Two arduous years, three 2-hour phone calls each week;

I listened, consoled, and tucked away my own unraveling life

because that’s what was needed and she was my friend and I loved her.

 

I sat present as she wailed her resentment and jealousy of healthy people.

I bore witness to her endless pain…

the chemo that stole the long, wavy hair she did not previously know

was such a crucial component of her femininity,

the radiation that burned anus and vulva leaving her scarred and

naked as the child she was some 40 odd years before,

and the countless indignities of gas and vomit, and shit and piss.

 

She could not speak the last months on hospice

and I could not sit present, in silence, long-distance.

 

She died on my birthday.

I still do not know what meaning to make of that.

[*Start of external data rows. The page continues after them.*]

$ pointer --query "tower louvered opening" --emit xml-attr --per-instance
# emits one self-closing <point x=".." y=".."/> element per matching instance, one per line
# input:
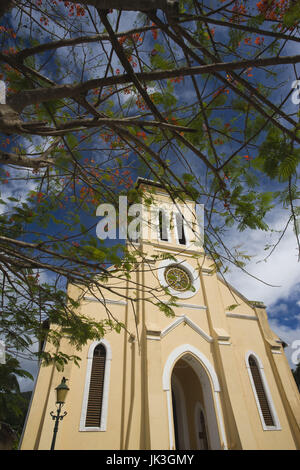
<point x="261" y="394"/>
<point x="94" y="407"/>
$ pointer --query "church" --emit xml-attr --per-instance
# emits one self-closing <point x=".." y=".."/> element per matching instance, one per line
<point x="208" y="377"/>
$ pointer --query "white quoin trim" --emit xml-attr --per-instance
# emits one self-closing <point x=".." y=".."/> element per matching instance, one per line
<point x="104" y="410"/>
<point x="276" y="426"/>
<point x="211" y="389"/>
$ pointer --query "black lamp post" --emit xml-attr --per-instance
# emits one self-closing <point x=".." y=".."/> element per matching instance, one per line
<point x="61" y="392"/>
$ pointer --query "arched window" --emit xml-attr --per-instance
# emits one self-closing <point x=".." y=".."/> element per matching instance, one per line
<point x="163" y="225"/>
<point x="180" y="229"/>
<point x="262" y="394"/>
<point x="95" y="398"/>
<point x="94" y="406"/>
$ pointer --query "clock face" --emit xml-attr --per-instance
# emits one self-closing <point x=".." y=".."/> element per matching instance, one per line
<point x="177" y="278"/>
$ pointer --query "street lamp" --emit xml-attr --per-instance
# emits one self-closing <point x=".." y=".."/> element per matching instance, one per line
<point x="61" y="392"/>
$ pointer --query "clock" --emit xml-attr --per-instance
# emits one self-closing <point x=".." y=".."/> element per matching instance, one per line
<point x="177" y="278"/>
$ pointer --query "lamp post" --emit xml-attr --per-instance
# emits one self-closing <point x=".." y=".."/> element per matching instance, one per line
<point x="61" y="392"/>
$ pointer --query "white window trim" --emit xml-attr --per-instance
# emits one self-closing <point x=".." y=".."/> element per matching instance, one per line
<point x="166" y="215"/>
<point x="194" y="275"/>
<point x="185" y="231"/>
<point x="104" y="410"/>
<point x="276" y="426"/>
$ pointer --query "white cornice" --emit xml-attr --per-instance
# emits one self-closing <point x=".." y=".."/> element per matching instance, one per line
<point x="188" y="321"/>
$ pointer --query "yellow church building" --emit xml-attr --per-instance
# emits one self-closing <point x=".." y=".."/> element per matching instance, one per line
<point x="209" y="377"/>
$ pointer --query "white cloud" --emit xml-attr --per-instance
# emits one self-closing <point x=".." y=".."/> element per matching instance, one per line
<point x="280" y="272"/>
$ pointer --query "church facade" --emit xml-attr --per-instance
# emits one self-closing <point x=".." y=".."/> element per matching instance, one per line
<point x="208" y="377"/>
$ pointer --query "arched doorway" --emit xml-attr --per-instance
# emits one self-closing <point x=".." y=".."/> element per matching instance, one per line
<point x="195" y="416"/>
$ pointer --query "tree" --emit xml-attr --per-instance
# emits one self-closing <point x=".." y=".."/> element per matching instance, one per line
<point x="199" y="96"/>
<point x="13" y="404"/>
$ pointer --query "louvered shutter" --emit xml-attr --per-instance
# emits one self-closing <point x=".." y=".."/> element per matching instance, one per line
<point x="261" y="394"/>
<point x="94" y="407"/>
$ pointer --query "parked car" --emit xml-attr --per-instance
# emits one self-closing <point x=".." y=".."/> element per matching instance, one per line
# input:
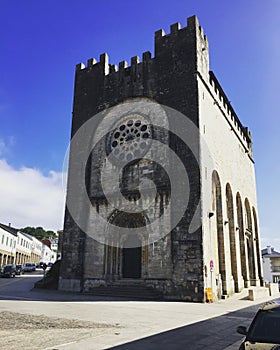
<point x="19" y="269"/>
<point x="8" y="271"/>
<point x="29" y="267"/>
<point x="263" y="333"/>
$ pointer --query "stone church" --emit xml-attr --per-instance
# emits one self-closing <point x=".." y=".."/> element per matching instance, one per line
<point x="161" y="188"/>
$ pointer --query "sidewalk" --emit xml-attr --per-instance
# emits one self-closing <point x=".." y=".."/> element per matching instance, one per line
<point x="133" y="319"/>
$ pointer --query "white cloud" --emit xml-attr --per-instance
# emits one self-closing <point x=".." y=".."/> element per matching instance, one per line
<point x="29" y="198"/>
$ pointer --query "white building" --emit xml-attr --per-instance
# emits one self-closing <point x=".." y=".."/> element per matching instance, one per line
<point x="47" y="253"/>
<point x="8" y="241"/>
<point x="17" y="247"/>
<point x="271" y="264"/>
<point x="23" y="248"/>
<point x="35" y="249"/>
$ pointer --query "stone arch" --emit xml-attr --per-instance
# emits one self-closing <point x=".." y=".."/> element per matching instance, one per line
<point x="249" y="240"/>
<point x="257" y="241"/>
<point x="217" y="208"/>
<point x="232" y="235"/>
<point x="240" y="226"/>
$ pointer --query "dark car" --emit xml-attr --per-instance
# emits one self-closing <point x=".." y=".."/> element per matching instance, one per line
<point x="264" y="331"/>
<point x="19" y="269"/>
<point x="8" y="271"/>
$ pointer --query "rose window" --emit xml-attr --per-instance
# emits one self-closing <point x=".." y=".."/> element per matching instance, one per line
<point x="130" y="139"/>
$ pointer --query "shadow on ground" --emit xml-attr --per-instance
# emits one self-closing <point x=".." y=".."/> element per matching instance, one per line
<point x="216" y="333"/>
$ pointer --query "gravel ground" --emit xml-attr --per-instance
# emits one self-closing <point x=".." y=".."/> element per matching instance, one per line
<point x="37" y="332"/>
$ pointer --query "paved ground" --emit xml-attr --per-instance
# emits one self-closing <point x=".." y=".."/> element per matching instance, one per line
<point x="129" y="324"/>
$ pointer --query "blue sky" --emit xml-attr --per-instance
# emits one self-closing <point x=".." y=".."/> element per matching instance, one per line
<point x="41" y="42"/>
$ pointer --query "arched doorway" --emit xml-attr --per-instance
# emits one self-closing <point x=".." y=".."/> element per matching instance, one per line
<point x="131" y="260"/>
<point x="126" y="256"/>
<point x="232" y="238"/>
<point x="219" y="235"/>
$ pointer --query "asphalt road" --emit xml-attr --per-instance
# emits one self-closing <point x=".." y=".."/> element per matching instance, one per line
<point x="19" y="287"/>
<point x="144" y="325"/>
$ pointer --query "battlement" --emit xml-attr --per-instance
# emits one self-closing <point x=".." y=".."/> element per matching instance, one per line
<point x="176" y="29"/>
<point x="223" y="102"/>
<point x="112" y="68"/>
<point x="163" y="42"/>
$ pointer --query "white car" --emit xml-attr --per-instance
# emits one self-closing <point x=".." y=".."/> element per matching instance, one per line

I tell myself it was her way of saying good-bye,

but a week from the anniversary of her release

it provides not one grain of solace.

 

I think I should be over it by now,

that grief should be complete and

appropriately tucked away into the murky caverns of history.

But the cave is cold and wet

and dark and

I feel the aching space she left behind

like a chasm deep into the bowels of suffering

called grief.

 

That bruised darkness still erupts,

leaking the tears I could not yield when she left me

being far too dry and brittle with my own exhaustion.

 

The bruised darkness still erupts, and

four years later,

I still do not know how to fully grieve the loss of my friend.